Wednesday, August 12, 2015

Family Heirlooms

One hobby that's been taking up a little of my time lately is genealogy: I've been trying to research the history of my family and that of my husband. (God, sometimes I'm such a geek I can't stand it.) I've gotten fairly far on both sides & I find it fascinating to imagine what our ancestors' lives were like. [For the record, no, I am not a follower of the talking white salamander, although I guess technically, the talking salamander's gone the way of unbaptized babies in limbo.] It's the same part of my personality that likes crossword puzzles and mystery novels -- the quest to solve the riddle, to fill in all the blanks. If you wanted to get psychological, you could wonder if I've got the urge to find answers to some questions to compensate for all the imponderable, unanswerable ones... Yeah, right, and I envy penises, too. (As Elaine says, how do you men walk around with those things?)

My family, as my ethnic last name and salty language might suggest, is of very humble origins.

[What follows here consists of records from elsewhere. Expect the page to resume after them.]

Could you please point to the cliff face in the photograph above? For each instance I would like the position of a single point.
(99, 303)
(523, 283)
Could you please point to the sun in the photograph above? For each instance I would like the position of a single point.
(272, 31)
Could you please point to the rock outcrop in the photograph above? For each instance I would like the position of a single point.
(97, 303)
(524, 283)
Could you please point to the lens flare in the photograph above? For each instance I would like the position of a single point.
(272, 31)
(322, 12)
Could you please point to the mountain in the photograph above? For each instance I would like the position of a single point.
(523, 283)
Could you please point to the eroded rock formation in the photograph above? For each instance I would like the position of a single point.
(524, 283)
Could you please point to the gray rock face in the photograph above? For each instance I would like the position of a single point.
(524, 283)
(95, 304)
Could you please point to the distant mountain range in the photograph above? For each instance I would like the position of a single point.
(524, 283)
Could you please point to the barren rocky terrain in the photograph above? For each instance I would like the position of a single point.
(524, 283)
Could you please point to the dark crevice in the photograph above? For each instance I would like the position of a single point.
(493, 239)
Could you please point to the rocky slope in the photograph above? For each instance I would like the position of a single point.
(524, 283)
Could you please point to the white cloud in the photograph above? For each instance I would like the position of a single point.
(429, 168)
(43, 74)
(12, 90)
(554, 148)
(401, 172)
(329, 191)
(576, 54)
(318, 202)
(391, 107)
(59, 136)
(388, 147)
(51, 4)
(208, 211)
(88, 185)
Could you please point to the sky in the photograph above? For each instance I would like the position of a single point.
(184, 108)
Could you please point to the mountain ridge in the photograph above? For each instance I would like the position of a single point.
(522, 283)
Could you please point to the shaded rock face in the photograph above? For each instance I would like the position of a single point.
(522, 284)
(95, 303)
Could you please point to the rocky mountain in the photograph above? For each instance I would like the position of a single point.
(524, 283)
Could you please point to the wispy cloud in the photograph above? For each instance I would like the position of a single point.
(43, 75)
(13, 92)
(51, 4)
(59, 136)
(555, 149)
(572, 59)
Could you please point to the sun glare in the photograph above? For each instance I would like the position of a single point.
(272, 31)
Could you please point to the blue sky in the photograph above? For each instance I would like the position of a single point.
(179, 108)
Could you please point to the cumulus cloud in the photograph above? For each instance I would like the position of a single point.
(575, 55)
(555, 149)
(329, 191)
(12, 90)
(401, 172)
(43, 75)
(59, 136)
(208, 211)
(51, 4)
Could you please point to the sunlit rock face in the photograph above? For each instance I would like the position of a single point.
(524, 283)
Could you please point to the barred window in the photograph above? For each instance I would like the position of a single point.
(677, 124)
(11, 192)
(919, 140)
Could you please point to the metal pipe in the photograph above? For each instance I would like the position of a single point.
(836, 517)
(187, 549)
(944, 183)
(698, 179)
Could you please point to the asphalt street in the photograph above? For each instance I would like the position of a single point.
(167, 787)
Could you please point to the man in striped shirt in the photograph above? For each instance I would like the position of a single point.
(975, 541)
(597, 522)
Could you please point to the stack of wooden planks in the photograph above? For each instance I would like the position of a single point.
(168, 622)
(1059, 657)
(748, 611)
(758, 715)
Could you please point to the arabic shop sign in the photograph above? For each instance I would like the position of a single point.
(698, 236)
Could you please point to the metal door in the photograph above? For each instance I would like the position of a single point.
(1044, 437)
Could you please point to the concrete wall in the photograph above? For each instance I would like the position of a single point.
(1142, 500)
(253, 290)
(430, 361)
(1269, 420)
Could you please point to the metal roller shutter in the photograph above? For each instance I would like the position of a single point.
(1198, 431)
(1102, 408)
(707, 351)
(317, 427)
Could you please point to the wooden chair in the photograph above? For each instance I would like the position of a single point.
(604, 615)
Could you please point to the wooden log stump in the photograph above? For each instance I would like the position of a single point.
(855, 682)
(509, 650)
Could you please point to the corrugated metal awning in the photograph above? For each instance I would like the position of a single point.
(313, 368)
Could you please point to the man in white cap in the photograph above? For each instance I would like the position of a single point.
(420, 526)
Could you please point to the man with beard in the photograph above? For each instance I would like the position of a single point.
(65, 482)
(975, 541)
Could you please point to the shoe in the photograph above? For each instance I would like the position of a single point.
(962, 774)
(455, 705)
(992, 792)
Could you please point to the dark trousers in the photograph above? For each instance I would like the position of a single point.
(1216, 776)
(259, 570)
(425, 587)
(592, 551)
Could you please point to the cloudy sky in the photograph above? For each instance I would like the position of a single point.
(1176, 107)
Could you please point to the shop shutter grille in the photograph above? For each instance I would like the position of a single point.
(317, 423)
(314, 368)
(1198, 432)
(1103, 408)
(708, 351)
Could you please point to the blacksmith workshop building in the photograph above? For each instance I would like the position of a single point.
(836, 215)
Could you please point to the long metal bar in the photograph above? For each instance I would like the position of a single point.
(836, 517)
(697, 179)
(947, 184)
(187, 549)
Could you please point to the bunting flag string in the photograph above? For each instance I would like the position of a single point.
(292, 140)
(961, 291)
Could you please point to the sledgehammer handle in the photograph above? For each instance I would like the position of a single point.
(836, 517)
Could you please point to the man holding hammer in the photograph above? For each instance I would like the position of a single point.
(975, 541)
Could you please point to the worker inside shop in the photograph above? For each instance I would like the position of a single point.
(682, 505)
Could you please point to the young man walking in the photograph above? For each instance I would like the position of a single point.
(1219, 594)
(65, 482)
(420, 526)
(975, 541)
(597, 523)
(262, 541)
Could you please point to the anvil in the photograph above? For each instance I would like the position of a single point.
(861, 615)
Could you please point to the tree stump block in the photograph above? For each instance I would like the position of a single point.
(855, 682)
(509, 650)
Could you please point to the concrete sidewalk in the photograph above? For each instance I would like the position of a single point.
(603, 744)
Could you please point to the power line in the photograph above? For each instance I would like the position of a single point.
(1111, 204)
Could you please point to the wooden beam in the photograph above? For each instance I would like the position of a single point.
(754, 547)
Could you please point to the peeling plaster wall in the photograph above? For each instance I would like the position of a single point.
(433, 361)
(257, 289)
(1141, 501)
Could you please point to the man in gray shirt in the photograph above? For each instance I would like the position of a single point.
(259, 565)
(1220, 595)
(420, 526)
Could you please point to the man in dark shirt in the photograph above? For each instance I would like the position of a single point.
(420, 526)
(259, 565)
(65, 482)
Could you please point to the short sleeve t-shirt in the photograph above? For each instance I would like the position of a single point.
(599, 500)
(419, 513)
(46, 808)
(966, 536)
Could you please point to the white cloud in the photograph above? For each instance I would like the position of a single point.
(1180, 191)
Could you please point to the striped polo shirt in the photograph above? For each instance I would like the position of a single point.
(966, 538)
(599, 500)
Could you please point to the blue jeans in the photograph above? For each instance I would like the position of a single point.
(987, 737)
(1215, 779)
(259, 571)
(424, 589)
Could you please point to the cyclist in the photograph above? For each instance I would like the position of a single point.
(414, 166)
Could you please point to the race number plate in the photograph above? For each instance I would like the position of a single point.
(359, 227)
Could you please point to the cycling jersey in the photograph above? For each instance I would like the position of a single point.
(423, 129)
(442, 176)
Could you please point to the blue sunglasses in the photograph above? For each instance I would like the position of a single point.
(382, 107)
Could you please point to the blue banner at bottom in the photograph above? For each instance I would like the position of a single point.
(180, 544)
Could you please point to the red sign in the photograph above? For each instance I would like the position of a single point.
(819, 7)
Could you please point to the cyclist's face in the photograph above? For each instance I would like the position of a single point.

Three of my four grandparents were first-generation Americans of Polish or Lithuanian descent. Apart from the genes for fat asses and alcoholism, both of which were cheerfully and consistently passed down from generation to generation, there's not much in the way of family heirlooms.

The fourth grandparent, my mother's mother, is from a family that's been in America a while. Certain slender twigs of the family tree can be traced back to John Adams, it is said with pride. My grandmother's family fancied themselves quite the Astors compared to the coal miners they were forced to socialize with. Let's be honest though; my grandmother's family was, at best, middle class, in an ugly dying coal town.

One day, my mother arrived for a visit with several of these:



My late grandmother's thirty-odd year collection of craft magazines, packed in plastic grocery store bags.

Don't start breathing too heavily, though. No Alice Starmores, or even old Knitter's in here (no old knitters, either). To put it bluntly, my grandmother was a cheese queen. We're talking Crochet World and its ilk, here.



Full of lovely projects like this "Squaw Dress"



and this lovely Clown Pajama Bag (certain to land your child in the local university's sleep clinic).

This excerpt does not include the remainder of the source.